# Octopus — Design Philosophy

Eight principles behind the project. Every decision reduces back to one or
more of these. Two implementation tactics live further down — they're useful
to name but they aren't load-bearing principles.

> A note on the count. An earlier draft had six principles and demoted RALPH
> and the Markov pattern to "implementation tactics." Both belong as
> first-class principles: RALPH because it's the *only* control structure in
> the system (every stage, every daemon tick, every heal action is a RALPH
> iteration), and Markov state propagation because it's the contract that
> keeps context bounded across all of those iterations. They are distinct
> axes — RALPH is control flow, Markov is state shape — so they get separate
> slots rather than being folded together. "Minimal harness" stays separate
> from RALPH for the same reason: minimalism is an architectural value about
> what *not* to put in Python; RALPH is the loop shape itself.

---

## 1. Prompts as protocol

The `protocol/*.md` files are the product. They describe *what to do*; the
agent writes *how to do it* at install time, on the specific machine in front
of it.
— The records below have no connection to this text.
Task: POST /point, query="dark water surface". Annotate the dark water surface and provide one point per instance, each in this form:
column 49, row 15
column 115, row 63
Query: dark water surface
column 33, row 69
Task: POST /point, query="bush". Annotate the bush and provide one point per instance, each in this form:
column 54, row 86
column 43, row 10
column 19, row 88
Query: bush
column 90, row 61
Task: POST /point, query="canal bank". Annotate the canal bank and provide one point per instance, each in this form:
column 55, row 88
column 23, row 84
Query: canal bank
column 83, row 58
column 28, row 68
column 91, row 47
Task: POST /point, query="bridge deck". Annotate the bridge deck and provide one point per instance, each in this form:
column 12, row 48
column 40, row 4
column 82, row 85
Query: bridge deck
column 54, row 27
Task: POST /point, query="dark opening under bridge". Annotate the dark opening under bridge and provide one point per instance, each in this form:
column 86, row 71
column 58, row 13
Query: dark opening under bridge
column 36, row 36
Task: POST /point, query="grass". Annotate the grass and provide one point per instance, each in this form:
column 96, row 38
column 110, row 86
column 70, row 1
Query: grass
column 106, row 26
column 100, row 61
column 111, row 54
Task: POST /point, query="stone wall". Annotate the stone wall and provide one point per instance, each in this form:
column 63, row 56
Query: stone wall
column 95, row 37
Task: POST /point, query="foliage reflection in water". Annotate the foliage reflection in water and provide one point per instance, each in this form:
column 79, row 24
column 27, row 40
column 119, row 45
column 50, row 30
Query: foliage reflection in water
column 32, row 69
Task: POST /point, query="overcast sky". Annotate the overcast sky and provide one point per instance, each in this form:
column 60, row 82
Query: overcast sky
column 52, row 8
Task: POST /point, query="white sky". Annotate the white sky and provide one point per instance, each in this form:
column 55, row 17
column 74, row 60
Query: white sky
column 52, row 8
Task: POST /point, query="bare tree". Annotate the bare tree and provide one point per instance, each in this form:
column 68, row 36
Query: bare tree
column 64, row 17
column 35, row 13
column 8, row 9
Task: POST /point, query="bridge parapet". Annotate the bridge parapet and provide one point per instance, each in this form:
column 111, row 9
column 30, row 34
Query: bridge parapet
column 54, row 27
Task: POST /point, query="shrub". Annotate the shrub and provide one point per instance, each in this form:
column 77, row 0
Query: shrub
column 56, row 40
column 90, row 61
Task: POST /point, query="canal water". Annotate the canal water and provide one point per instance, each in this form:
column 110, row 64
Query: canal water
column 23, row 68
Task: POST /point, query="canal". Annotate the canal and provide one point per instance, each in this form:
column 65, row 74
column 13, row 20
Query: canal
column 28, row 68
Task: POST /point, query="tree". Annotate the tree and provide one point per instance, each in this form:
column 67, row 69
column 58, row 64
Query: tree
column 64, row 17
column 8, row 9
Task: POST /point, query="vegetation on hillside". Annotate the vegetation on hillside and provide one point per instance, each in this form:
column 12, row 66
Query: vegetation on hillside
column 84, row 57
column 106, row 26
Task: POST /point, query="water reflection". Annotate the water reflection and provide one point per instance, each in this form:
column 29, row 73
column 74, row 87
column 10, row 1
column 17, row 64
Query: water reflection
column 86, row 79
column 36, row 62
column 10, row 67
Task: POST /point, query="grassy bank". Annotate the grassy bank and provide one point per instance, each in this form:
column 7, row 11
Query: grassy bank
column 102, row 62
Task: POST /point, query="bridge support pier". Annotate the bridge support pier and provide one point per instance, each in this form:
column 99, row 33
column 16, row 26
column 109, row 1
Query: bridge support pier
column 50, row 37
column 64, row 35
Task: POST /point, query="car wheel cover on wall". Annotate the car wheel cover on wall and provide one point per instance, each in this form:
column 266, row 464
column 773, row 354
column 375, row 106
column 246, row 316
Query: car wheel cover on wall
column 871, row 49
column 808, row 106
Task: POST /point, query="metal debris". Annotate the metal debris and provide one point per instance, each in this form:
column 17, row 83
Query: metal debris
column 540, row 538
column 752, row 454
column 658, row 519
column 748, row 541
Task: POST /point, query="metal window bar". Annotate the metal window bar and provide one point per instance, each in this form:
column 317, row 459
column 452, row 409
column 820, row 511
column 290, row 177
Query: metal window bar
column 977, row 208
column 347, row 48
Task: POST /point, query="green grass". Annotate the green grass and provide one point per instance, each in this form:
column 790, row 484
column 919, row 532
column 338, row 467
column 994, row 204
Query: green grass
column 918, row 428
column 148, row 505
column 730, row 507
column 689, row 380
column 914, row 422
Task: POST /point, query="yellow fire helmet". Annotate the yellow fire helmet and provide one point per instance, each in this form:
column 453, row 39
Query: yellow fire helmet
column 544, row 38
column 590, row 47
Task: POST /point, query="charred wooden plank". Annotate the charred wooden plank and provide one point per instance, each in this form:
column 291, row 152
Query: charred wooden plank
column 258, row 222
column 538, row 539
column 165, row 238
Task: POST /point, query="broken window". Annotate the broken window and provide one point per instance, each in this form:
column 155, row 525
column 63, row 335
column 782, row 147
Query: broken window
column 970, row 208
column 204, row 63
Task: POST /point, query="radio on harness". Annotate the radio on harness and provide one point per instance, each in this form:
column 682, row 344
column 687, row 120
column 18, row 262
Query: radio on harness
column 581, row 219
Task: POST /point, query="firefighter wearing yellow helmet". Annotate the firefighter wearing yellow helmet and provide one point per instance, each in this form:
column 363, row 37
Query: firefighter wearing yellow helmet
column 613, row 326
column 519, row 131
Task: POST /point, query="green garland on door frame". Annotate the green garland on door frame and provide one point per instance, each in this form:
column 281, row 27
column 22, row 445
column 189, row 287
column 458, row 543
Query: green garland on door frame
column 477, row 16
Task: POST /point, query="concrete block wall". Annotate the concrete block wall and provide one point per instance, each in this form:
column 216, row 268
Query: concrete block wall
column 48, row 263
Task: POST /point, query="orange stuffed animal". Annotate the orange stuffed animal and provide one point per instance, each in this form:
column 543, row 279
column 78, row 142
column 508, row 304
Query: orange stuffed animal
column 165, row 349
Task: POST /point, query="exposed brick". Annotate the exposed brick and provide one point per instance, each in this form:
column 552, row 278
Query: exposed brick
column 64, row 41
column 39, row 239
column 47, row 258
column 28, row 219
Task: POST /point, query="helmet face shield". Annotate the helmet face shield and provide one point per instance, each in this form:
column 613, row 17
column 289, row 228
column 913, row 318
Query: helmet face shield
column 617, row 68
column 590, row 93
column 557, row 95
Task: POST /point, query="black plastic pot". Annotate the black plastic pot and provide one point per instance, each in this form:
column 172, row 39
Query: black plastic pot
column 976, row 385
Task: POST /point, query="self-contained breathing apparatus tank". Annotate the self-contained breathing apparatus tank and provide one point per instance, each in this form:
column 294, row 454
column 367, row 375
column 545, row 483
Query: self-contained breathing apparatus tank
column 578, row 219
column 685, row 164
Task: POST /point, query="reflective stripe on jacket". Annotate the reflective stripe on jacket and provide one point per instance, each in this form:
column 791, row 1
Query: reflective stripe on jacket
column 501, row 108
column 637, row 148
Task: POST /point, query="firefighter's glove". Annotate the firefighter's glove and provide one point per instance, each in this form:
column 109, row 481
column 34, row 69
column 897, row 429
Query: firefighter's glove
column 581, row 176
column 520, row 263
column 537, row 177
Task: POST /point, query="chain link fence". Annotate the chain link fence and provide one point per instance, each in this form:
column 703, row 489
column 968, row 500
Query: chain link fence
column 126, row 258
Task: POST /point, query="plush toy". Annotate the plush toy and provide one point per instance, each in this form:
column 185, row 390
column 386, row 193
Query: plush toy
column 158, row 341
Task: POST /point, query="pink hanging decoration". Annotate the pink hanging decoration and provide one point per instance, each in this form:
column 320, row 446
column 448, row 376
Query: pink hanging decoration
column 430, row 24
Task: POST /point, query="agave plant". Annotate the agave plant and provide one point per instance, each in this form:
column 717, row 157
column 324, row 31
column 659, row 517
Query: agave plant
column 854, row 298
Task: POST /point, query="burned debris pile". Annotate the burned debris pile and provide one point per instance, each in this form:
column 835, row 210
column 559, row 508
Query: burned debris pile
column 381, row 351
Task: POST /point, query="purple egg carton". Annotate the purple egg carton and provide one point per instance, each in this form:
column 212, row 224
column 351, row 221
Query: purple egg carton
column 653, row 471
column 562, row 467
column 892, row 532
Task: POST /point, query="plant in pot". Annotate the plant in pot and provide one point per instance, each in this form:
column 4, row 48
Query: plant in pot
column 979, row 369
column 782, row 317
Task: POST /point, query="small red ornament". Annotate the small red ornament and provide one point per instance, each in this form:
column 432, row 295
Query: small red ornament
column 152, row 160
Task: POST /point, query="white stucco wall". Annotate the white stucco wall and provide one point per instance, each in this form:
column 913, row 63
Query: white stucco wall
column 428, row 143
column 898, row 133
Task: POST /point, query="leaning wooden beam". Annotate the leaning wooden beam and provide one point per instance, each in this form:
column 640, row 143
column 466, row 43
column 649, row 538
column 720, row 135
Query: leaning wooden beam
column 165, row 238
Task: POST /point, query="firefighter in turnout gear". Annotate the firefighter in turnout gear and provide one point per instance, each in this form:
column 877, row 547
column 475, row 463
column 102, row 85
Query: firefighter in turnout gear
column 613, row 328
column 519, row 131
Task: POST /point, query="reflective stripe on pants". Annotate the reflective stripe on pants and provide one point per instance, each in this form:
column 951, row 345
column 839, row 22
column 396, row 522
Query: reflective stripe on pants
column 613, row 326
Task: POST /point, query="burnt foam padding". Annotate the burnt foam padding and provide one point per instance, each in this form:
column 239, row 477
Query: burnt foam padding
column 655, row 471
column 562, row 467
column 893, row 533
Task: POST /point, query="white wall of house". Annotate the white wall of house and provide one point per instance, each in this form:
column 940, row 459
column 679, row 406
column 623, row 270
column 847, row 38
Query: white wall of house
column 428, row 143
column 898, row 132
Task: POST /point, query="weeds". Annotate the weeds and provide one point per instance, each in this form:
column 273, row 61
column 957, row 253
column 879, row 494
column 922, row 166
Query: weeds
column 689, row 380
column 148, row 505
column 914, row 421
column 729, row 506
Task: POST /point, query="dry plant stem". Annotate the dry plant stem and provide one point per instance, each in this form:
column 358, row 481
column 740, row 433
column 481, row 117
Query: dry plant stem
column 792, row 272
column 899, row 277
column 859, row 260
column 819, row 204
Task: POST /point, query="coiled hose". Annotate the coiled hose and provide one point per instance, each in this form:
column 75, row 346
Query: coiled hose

Specs are markdown — written in English with just enough structure for
an LLM to parse output paths and success conditions.

This is the foundational move: every other principle assumes specs-as-code is
the working frame. Specs don't rot across platforms (Mac, Linux, Windows WSL) or
across models (GLM, Claude, Kimi, Gemini) because the *implementation* is
re-derived per machine. A shell script that calls `lsusb` works on Linux but
not BSD; a spec that says "enumerate every connected USB device" works on
both, because the agent picks the right tool for the OS it's running on.

What this rules out: device manifests, hardcoded driver registries,
platform-specific Python, and "if device == 0x1a86" conditionals (see #5).

## 2. Self-reference with two faces

Octopus is self-referential in two distinct ways. They share a conceptual
shape (the system observes itself) but they're independent mechanisms — don't
conflate them.

**Software self-editing.** Failed pipeline stages are permitted to rewrite the
spec that governs them on retry. The watch/heal daemon tails the generated
server's logs, reasons about its own health, and self-heals on degradation
(missing dep, server crash, broken tool). Pure software; works headless on any
platform; has nothing to do with cameras.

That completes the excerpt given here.